Optimizing XC instantiation for GPUs#1262
Conversation
|
This MPI failure we start to see a bit more consistently now. I'm a bit confused about it. |
I am also utterly confused. It certainly started happening after the extension of the MPI tests (#1248). It is hard to pin down, but I'll try and find out if the crash is systematically triggered by the same test or not. |
|
I generalized the dual existence of scalar and vectorized functions for all I chose to implement the vectorized functions at the lowest level of Psp, e.g. in Edit: concerning the failing MPI tests, it looks like failure always happen in the same test, namely in |
mfherbst
left a comment
There was a problem hiding this comment.
I think I agree with this mostly. We should see if we can remove some code duplication at the element level by deferring the vector -> map over single elements dispatch fully towards the dispatches on PSP structs.
|
I reorganized a bit, and I was able to reduce code duplication in |
|
@abussy I finally got around to giving this another look. My model was that this abstract type Element end
function evaluate(x::Element, ps::AbstractVector)
map(p -> evaluate(x, p), ps)
end
struct ElementPsp{T} <: Element
inner::T
end
evaluate(x::ElementPsp, ps) = evaluate(x.inner, ps)
evaluate(x::ElementPsp, ps::AbstractVector) = evaluate(x.inner, ps::AbstractVector) # <--- This resolves ambiguity
struct ZeroElement <: Element end
evaluate(::ZeroElement, p::Number) = 0
abstract type NormConservingPsp end
struct OnePsp <: NormConservingPsp end
struct OtherPsp <: NormConservingPsp end
function evaluate(x::NormConservingPsp, ps::AbstractVector)
map(p -> evaluate(x, p), ps)
end
evaluate(::OnePsp, p::Number) = 1
evaluate(::OtherPsp, ps::AbstractVector) = copy(ps)
evaluate(::OtherPsp, p::Number) = p+1
@assert evaluate(ElementPsp(OnePsp()), [2, 4]) == [1, 1]
@assert evaluate(ElementPsp(OnePsp()), 2) == 1
@assert evaluate(ElementPsp(OtherPsp()), [2, 4]) == [2, 4]
@assert evaluate(ElementPsp(OtherPsp()), 2) == 3 works fine, but only after the highlighted line is added. A silicon calculation runs. Let's see what the tests say and then I'll also try it on a GPU. |
|
Ok I think there is another problem in the logic here. Now eval_psp_projector_fourier(psp::NormConservingPsp, i, l, p::AbstractVector) =
eval_psp_projector_fourier(psp, i, l, norm(p))
# Fallback vectorized implementation for non GPU-optimized code.
function eval_psp_projector_fourier(psp::NormConservingPsp, i, l,
ps::AbstractVector{T}) where {T <: Real}
arch = architecture(ps)
to_device(arch, map(p -> eval_psp_projector_fourier(psp, i, l, p), to_cpu(ps)))

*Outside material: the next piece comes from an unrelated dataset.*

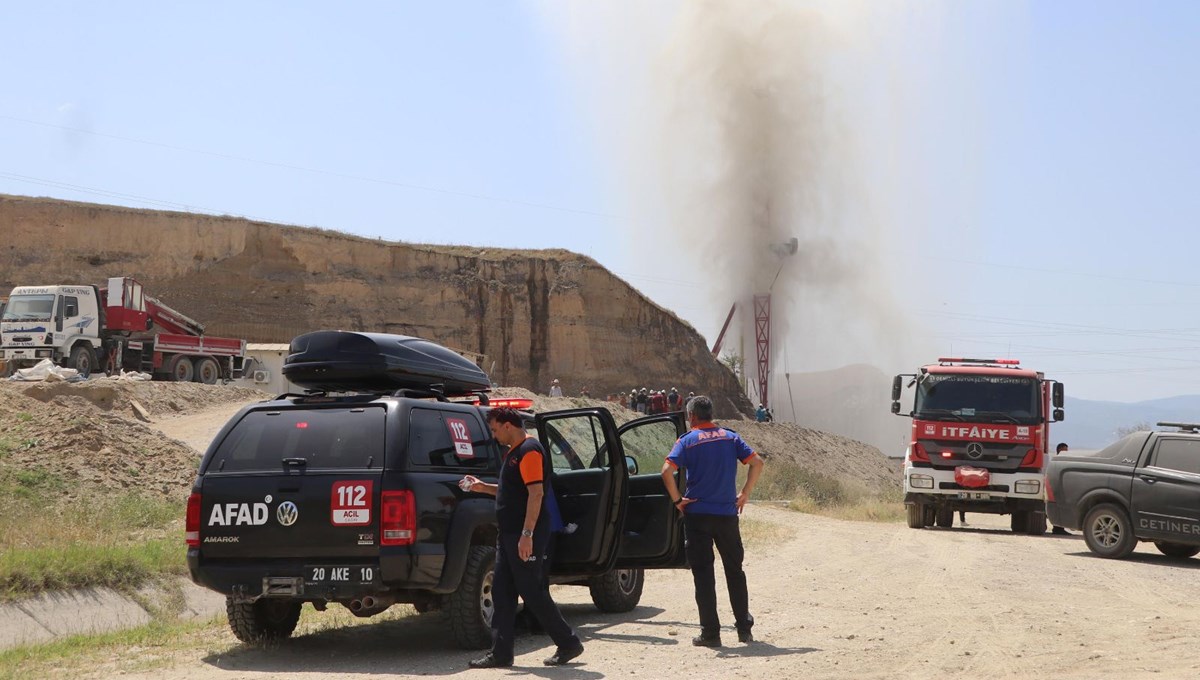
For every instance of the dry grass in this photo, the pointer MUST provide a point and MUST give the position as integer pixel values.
(49, 541)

end The idea of the first function was to take the norm for you, for convenience. i.e. you could just call the function on [1, 0, 0] and it would implicitly call the function with norm Removing the versions which implicitly take the norm (which is what I propose) has the additional advantage that it should remove the method ambiguities and all the annoying macro magic could be removed also at the PSP level. |
|
@abussy I have not checked the perf implications, but the current code runs on the GPU without any issues and looks reasonably clean. Could you check this completes the intention of your PR without regression ? If yes, I'd say we merge this. |
This PR optimizes the instantiation of the XC term on the GPU, with a particularly large impact when Duals are involved (stress and response calculations). It follows the same design patterns as #1163.
Particular care was given to the
hankelfunction inworkarounds/forwarddiff_rules.jl, in order to make it GPU compatible. A side effect is the suppression of allocations, which also marginally (few %) speeds-up Xc instantiation on the CPU.For illustration, here are XC instantiation timings for the input below (stress of a 3x3x3 rattled aluminium supercell):